Subject Area: Science

Link(s) to the Saskatchewan Science Curriculum:
  • Analyze how ecosystems change in response to natural and human influences, and propose actions to reduce the impact of human behaviour on a specific ecosystem.
  • Assess the impact of past and current heating and cooling technologies related to food, clothing, and shelter on self, society, and the environment.
Brief Overview of the Lesson:

The students will pretend they are a new company building a factory. They will research the pros and cons of different kinds of renewable energy on the Internet. They will choose which form of energy to use and share the reasons for their choice with the class.

Estimated Time Required for Implementation:

One to two class periods

Materials Needed:


Suggested Implementation Strategy:
  • Divide the class into groups.
  • Ask the students to brainstorm the different kinds of renewable energy. Write their answers on the board.
  • Read the article provided called “Renewable Energy Catching On in Saskatchewan” to the class.
  • Tell the students that each group represents a new company that is planning on building a new factory. They must decide if they should install a geothermal heat pump, use solar panels on the roof, invest in a wind turbine, or use bio fuel to provide energy for their factory.
  • Each group will research on the internet the sources of renewable energy and decide which form of energy they should choose for their factory. The research should include the pros and cons of each form of energy and what factors they considered when making their choices.
  • Each group will share their findings with the other groups.
Options for Consideration:
  • The students could be asked to write a report of their findings.
  • The students may be asked to research ahead of time the different kinds of renewable energy.
Extended Learning Opportunities:


Renewable Energy Catching On in Saskatchewan

Saskatchewan has considerable potential to move forward with renewable energy development. One of the sunniest places in the world, it is ideal for solar power. High wind speeds suitable for power production are found in southwest Saskatchewan. Large amounts of agricultural and forestry wastes favour the development of biomass energy production.

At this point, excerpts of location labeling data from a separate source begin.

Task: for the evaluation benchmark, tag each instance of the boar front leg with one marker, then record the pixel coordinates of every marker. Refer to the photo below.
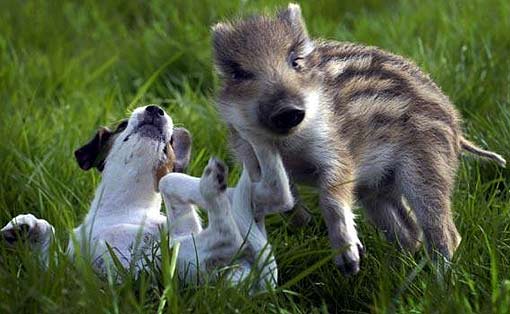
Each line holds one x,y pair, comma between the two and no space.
336,197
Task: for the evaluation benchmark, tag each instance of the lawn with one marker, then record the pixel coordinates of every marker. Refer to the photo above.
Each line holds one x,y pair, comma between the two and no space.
68,67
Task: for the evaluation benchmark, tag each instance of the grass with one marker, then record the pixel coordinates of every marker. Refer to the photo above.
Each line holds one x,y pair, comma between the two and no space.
68,67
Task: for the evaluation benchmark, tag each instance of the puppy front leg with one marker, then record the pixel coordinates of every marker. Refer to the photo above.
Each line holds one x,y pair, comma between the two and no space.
180,193
221,240
38,232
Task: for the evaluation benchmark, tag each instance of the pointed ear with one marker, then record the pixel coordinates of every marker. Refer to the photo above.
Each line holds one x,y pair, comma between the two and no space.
93,154
181,144
220,42
292,15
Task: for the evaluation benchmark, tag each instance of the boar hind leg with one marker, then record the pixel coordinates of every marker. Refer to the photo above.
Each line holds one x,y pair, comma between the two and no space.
389,214
427,189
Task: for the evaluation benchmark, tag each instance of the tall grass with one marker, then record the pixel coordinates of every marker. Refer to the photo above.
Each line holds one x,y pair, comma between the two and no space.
68,67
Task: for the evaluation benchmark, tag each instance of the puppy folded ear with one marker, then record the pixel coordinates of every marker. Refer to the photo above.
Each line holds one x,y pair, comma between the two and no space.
181,144
93,154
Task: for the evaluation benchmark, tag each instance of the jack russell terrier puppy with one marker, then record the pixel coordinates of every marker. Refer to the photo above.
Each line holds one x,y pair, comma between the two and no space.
141,157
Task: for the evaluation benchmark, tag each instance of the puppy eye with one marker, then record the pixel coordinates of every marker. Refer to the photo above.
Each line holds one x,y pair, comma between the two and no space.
122,126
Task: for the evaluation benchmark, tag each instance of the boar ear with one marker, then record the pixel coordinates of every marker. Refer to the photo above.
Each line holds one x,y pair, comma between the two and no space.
220,33
93,154
293,16
181,144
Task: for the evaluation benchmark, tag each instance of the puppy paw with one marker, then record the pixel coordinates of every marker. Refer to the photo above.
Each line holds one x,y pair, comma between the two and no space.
214,179
27,227
348,262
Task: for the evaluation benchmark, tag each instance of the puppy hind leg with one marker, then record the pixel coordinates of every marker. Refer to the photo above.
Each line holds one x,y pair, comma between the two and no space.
38,232
390,215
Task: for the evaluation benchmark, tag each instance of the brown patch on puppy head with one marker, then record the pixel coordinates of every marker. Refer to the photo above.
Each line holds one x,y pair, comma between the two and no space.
94,153
178,153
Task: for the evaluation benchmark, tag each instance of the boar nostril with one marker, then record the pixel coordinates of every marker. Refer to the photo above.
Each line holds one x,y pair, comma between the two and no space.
288,119
155,110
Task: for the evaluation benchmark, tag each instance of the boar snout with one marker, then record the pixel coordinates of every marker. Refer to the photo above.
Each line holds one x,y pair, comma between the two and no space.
281,113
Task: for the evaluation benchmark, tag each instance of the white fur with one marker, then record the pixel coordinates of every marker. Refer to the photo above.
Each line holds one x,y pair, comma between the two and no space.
125,215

About one third of electrical power in Saskatchewan already comes from renewable sources. SaskPower, our electrical utility, produces a total of 3000 MW of power. Some 853 MW is from 5 hydro stations. Although hydropower is renewable, large-scale hydro typically has significant negative ecological impacts.

Wind power is often considered a more environmentally friendly option. By the end of 2005, SaskPower will have 172 MW of wind power capacity. This is about 5–6% of Saskatchewan’s electrical power capacity and enough power for 73,000 homes.